Once threats and critical services are identified, the city needs to set its vision for cyber resilience. On that foundation, it can embark on a collaborative effort to set goals that describe the specific objectives they want to achieve. These goals might include ensuring the city has an effective open-data platform that can provide information to first responders during emergencies (acute shocks) or helping nonprofits better meet city residents’ needs on a daily basis (constant stressors).
Global Infrastructure Initiative
5. Develop desired cyber resilience outcomes for a crisis.
Unfortunately, we live in a world where it is not a matter of if these events will happen, but when. It’s essential, therefore, that cities specify the desired outcomes for the city after a crisis and then identify the capabilities necessary to respond to those events. In the physical world, cities at high risk of earthquakes have established service-level agreements with their citizens—for example, they know what percentage of buildings can be cleared by rescuers within 24 hours. The same such outcomes and agreements should be built for cyber risks.
6. Determine the resources needed and define roles and responsibilities.
Finally, the city needs to look at their key threats, priorities, goals, and outcomes and identify what resources are required to deliver the cyber resilience vision. The effort should look across people, skills, technology, and funding, as well as map the responsibilities for actions that need to be undertaken both as a matter of course and in the event of a cybersecurity breach.
How Rotterdam is taking the lead on building cyber resilience
Only a select few cities have begun to think about cyber resilience as a priority for overall resilience. One of these is Rotterdam, the Netherlands’ second-largest city. Taking its inspiration from the municipal motto of “stronger through struggle,” Rotterdam developed the first-ever city cyber resilience strategy. Given the central importance of the port to the city’s economic well-being, the strategy emphasizes security of port-related ICT assets and cooperation between the public and private sectors to achieve long-term resilience goals. But the plan goes beyond a traditional approach to protecting critical infrastructure and tries to promote more cyber-based innovation, specifically calling on citizens, companies, and organizations to maximize their knowledge and technology use to increase resilience.4
Indeed, as cities develop resilience capabilities, they typically become more aware of how many of their resilience efforts depend on well-functioning ICT. In Rotterdam and other cities, managers rely on ICT every day, from making policy decisions to ensuring daily operations run smoothly. That remains true in a crisis. Online services play a critical role in city management but need their own resilience efforts—and this is where cyber resilience comes in. Though it has yet to be tested by an attack, the Rotterdam strategy is the first of its kind and may eventually offer a model for cities wishing to not just survive but thrive in the face of 21st century challenges.

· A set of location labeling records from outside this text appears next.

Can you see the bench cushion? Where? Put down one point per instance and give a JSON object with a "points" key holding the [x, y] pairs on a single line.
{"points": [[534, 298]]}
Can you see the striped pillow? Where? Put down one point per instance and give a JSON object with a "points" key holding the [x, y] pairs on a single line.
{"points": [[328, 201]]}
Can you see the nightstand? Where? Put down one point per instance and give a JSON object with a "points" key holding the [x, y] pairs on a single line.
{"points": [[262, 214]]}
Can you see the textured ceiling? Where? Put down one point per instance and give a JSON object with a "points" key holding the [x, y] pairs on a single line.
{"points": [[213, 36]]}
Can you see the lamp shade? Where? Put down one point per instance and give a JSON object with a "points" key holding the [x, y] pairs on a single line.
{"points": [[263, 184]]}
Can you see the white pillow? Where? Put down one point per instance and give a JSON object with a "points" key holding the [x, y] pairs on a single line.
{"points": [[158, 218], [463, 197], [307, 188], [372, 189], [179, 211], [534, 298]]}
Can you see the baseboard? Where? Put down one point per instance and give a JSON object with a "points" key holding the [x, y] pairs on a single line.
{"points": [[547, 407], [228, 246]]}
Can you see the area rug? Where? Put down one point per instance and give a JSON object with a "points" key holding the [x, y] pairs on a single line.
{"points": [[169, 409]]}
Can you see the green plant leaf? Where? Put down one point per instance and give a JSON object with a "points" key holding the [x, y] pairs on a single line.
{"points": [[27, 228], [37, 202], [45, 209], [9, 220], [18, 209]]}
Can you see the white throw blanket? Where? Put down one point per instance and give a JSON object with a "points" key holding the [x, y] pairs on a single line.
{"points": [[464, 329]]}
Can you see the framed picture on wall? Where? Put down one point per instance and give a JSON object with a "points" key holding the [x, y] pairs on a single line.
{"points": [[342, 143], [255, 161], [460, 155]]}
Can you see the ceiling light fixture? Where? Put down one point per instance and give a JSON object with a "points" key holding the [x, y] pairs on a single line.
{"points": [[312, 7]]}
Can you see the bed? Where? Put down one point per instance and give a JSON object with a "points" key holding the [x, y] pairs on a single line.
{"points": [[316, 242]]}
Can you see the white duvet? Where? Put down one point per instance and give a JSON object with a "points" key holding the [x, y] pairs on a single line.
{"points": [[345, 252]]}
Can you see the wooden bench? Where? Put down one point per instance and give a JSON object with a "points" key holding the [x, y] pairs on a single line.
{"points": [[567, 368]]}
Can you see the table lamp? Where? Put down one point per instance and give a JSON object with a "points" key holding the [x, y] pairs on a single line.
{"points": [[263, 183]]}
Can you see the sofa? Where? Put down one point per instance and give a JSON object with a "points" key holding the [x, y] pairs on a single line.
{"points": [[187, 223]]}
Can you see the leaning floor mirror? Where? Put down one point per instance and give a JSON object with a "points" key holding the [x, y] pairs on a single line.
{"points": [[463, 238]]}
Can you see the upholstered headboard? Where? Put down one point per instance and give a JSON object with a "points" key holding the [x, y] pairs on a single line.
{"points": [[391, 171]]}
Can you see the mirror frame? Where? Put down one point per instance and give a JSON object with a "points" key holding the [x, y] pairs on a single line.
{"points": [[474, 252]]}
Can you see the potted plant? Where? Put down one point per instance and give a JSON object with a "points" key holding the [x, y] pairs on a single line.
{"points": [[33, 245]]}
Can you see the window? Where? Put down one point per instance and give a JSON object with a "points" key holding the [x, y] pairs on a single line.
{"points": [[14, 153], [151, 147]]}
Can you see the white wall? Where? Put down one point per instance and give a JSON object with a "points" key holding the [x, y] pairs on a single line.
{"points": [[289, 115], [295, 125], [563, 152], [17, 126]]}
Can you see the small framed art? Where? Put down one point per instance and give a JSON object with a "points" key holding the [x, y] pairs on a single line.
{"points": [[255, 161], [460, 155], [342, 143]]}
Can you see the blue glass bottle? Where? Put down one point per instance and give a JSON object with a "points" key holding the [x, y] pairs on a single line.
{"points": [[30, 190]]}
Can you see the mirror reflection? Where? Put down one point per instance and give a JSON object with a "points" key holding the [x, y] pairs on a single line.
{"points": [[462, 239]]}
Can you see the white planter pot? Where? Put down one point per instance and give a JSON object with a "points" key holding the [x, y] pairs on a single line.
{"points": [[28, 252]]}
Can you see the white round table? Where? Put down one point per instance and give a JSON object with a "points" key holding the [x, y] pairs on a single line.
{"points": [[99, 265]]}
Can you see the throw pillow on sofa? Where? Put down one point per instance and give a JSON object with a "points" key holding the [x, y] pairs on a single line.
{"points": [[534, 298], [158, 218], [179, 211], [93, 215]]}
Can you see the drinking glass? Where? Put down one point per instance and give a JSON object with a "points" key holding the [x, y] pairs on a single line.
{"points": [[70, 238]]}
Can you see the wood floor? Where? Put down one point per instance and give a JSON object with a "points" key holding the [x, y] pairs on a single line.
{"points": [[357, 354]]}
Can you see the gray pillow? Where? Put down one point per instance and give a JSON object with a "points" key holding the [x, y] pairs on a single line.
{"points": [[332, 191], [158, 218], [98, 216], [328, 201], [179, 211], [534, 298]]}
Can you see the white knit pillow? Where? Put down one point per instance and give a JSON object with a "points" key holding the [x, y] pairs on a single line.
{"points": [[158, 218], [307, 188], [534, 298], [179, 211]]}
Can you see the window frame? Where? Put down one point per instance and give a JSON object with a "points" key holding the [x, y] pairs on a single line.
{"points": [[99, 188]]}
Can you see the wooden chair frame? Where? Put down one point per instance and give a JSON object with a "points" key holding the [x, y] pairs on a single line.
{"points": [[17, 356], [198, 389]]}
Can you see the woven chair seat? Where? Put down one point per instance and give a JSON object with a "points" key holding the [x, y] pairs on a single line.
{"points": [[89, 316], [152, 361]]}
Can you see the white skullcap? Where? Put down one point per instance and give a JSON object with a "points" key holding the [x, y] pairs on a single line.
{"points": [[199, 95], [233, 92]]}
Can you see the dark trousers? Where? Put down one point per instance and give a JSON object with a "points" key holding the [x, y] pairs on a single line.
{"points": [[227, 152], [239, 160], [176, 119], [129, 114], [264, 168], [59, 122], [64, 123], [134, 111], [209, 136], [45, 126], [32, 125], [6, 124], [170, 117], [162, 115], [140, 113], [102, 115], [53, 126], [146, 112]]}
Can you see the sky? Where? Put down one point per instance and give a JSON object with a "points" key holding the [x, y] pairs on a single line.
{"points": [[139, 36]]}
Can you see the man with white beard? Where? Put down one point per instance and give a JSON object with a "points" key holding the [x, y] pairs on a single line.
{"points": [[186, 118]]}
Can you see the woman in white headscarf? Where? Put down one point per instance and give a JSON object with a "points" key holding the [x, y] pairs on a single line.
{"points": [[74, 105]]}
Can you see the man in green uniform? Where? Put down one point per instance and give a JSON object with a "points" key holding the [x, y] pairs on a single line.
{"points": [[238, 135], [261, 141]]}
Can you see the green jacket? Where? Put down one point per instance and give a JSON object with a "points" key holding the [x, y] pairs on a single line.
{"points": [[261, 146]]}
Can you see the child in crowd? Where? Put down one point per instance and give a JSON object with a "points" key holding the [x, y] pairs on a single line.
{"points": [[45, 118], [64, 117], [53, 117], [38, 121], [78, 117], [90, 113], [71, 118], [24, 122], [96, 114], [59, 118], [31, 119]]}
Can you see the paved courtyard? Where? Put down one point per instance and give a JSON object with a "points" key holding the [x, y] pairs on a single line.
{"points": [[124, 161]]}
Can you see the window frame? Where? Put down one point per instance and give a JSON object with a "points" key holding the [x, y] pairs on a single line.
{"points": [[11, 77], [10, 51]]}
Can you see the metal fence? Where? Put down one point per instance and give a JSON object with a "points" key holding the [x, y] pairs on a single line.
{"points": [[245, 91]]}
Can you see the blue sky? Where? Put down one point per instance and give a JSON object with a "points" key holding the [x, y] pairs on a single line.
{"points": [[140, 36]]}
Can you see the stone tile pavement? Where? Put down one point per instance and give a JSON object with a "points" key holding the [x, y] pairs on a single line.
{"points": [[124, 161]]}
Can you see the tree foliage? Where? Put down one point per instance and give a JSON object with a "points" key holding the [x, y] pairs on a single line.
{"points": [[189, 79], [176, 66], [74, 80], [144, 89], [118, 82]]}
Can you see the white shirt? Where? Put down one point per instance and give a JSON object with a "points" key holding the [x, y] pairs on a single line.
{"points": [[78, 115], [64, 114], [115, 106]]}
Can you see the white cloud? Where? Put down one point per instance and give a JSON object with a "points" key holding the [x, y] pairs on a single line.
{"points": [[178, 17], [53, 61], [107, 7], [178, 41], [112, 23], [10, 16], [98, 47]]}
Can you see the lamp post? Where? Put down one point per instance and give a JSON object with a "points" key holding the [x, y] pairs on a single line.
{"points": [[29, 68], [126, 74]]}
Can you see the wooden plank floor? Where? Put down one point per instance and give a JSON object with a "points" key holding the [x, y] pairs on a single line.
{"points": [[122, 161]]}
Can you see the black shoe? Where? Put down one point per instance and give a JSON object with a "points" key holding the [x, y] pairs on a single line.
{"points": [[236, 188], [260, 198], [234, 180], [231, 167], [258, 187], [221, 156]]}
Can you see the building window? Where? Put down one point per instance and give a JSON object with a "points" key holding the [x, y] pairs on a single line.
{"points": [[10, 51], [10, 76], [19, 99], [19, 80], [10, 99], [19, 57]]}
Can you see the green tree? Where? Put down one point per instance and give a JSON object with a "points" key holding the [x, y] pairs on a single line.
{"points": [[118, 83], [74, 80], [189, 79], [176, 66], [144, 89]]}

Cyber resilience is a journey, not a destination
Today Rotterdam is one of the few cities that has embraced cyber resilience; others have begun the journey but still have a long way to go. The novel approach to increasing cyber readiness of cities has only been enabled by recent technological innovation. Moreover, it is not easy to implement, as it requires cities to think, organize, and operate differently. It is even more difficult to measure, given its focus on being prepared for a crisis—which, when it comes, will not play by anyone’s rules. Cyber resilience is nevertheless necessary as we continue our march toward a smart city future.
Embracing cyber resilience will not just ensure cities are more secure, it will create opportunities for cities to build comprehensive, long-term strategies that set them on a path toward digital transformation. These, in turn, will promote a culture of innovation, generate new avenues for investment, and contribute to vibrant and economically competitive cities.